Abe doesn't go into this. He seems to be speaking strictly of revivals. Although revivals can get famously contentious too. Just try to stage a major production of Beckett that reinterprets Beckett's specific directions; you'll get a face-full of irate estate lawyers. But Abe's directorial philosophy illustrates why the sparks fly as soon as a breathing playwright enters the picture. The director has a vision, and everything would be copasetic, except that there's this annoying scrivener in the corner saying that the way she's playing Act II Scene iii is wrecking the whole thing!

That's why some directors implement a strict "no writers" rule in the rehearsal room. It's because that writer is the only person who can protest not just details but a whole concept with some degree of authority. In Abe's hierarchy of production, this can't stand. It's as Lenin said to Trotsky, or any Immortal Highlander will tell you, There can only be one.

Walk through a mental exercise with me. Say that Shakespeare was alive today. Furthermore, let's suppose that his intention with Titus was to bring to the stage "a cartoon [that] would be really funny and risky and modern," as Abe decried recent Titus's. Here's a recipe for sparks. Presumably Abe would turn down the job (if there's no pay) or hold his nose and do it Bill's way (pay). Now let's say that Shakespeare's vision is mostly aligned with Abe's, but there's some disagreement on one major issue.

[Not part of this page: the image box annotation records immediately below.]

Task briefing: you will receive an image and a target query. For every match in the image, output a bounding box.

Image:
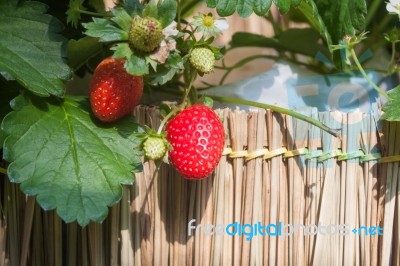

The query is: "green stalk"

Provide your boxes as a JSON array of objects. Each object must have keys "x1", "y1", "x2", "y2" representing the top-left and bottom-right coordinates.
[
  {"x1": 76, "y1": 9, "x2": 109, "y2": 17},
  {"x1": 350, "y1": 48, "x2": 390, "y2": 99},
  {"x1": 202, "y1": 94, "x2": 340, "y2": 137},
  {"x1": 365, "y1": 0, "x2": 382, "y2": 26}
]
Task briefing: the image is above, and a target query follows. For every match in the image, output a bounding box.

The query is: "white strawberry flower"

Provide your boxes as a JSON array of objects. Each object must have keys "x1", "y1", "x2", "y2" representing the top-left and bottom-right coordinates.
[
  {"x1": 149, "y1": 21, "x2": 179, "y2": 64},
  {"x1": 190, "y1": 13, "x2": 229, "y2": 36},
  {"x1": 386, "y1": 0, "x2": 400, "y2": 17}
]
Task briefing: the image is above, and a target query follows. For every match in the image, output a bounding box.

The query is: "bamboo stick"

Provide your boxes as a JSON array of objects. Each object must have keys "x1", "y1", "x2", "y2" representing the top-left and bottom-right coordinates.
[
  {"x1": 229, "y1": 110, "x2": 247, "y2": 266},
  {"x1": 20, "y1": 197, "x2": 35, "y2": 266},
  {"x1": 381, "y1": 123, "x2": 400, "y2": 265},
  {"x1": 249, "y1": 110, "x2": 266, "y2": 265},
  {"x1": 66, "y1": 222, "x2": 78, "y2": 266},
  {"x1": 241, "y1": 111, "x2": 260, "y2": 265}
]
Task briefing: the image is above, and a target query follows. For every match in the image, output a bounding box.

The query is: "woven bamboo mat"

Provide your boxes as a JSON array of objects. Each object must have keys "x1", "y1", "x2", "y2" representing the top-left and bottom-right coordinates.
[{"x1": 0, "y1": 107, "x2": 400, "y2": 265}]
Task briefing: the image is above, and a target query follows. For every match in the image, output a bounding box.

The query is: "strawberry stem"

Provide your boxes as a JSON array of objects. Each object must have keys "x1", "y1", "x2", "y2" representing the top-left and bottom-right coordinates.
[
  {"x1": 157, "y1": 106, "x2": 183, "y2": 135},
  {"x1": 350, "y1": 48, "x2": 390, "y2": 99},
  {"x1": 0, "y1": 167, "x2": 7, "y2": 175},
  {"x1": 202, "y1": 94, "x2": 340, "y2": 137}
]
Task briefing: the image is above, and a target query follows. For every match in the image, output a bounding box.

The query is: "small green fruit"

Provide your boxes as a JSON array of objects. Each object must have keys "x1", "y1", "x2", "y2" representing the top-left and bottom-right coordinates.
[
  {"x1": 128, "y1": 16, "x2": 164, "y2": 53},
  {"x1": 189, "y1": 47, "x2": 215, "y2": 74},
  {"x1": 143, "y1": 137, "x2": 167, "y2": 160}
]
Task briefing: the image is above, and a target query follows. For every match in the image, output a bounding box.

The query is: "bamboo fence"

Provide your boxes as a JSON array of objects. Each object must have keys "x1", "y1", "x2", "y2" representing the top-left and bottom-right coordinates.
[{"x1": 0, "y1": 107, "x2": 400, "y2": 265}]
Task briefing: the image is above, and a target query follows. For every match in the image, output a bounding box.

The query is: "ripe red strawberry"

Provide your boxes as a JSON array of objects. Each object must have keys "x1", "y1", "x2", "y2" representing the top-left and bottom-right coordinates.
[
  {"x1": 166, "y1": 104, "x2": 225, "y2": 179},
  {"x1": 89, "y1": 57, "x2": 143, "y2": 122}
]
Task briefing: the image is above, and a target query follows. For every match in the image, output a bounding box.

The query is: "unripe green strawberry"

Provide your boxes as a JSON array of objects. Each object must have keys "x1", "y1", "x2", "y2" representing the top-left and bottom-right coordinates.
[
  {"x1": 189, "y1": 47, "x2": 215, "y2": 74},
  {"x1": 128, "y1": 16, "x2": 164, "y2": 52},
  {"x1": 89, "y1": 57, "x2": 143, "y2": 122},
  {"x1": 143, "y1": 136, "x2": 167, "y2": 160}
]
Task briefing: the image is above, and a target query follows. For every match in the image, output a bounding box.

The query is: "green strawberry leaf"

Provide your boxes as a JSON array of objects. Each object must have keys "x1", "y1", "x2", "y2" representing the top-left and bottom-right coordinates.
[
  {"x1": 298, "y1": 0, "x2": 333, "y2": 47},
  {"x1": 206, "y1": 0, "x2": 298, "y2": 18},
  {"x1": 68, "y1": 36, "x2": 103, "y2": 69},
  {"x1": 254, "y1": 0, "x2": 272, "y2": 16},
  {"x1": 82, "y1": 18, "x2": 128, "y2": 42},
  {"x1": 273, "y1": 0, "x2": 291, "y2": 14},
  {"x1": 381, "y1": 85, "x2": 400, "y2": 121},
  {"x1": 89, "y1": 0, "x2": 104, "y2": 12},
  {"x1": 0, "y1": 0, "x2": 71, "y2": 96},
  {"x1": 1, "y1": 95, "x2": 141, "y2": 226},
  {"x1": 0, "y1": 77, "x2": 21, "y2": 148},
  {"x1": 67, "y1": 0, "x2": 86, "y2": 28},
  {"x1": 310, "y1": 0, "x2": 367, "y2": 44},
  {"x1": 157, "y1": 0, "x2": 178, "y2": 28}
]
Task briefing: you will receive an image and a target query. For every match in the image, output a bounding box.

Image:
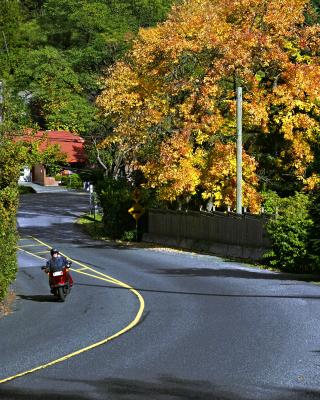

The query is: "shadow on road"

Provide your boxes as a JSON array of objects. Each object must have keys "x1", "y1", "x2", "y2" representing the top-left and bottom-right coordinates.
[
  {"x1": 0, "y1": 376, "x2": 320, "y2": 400},
  {"x1": 74, "y1": 283, "x2": 320, "y2": 300},
  {"x1": 17, "y1": 294, "x2": 58, "y2": 303},
  {"x1": 153, "y1": 268, "x2": 320, "y2": 282}
]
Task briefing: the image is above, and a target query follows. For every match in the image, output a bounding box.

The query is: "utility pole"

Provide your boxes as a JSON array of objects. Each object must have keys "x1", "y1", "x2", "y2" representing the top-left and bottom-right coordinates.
[
  {"x1": 237, "y1": 86, "x2": 242, "y2": 214},
  {"x1": 0, "y1": 81, "x2": 4, "y2": 124}
]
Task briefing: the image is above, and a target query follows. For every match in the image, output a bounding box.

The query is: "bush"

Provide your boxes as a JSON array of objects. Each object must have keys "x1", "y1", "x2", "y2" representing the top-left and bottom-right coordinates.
[
  {"x1": 264, "y1": 193, "x2": 313, "y2": 272},
  {"x1": 61, "y1": 174, "x2": 83, "y2": 189},
  {"x1": 308, "y1": 190, "x2": 320, "y2": 271},
  {"x1": 96, "y1": 178, "x2": 135, "y2": 238},
  {"x1": 121, "y1": 230, "x2": 136, "y2": 242},
  {"x1": 0, "y1": 187, "x2": 18, "y2": 301}
]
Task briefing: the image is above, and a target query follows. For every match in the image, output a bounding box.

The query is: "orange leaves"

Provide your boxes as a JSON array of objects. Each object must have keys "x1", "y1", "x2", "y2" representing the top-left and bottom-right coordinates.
[
  {"x1": 98, "y1": 0, "x2": 320, "y2": 205},
  {"x1": 141, "y1": 132, "x2": 200, "y2": 201},
  {"x1": 202, "y1": 142, "x2": 261, "y2": 212}
]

Bill believes that Lavinia's stump-armed carving of her rapists names into the dirt is a moment of comic relief, of a sort. He thinks the actress hsould put a little pratfall into it. Abe (I'm guessing) balks at this, preferring a painful exploration of what it's like to handlessly scratch out names with a stick in the dirt. This argument continues, right up to opening night. Now, you're the actress playing Lavinia. Setting aside your own aesthetics, whom do you heed?

I think I know what most answers will be, but I'd still love to hear them.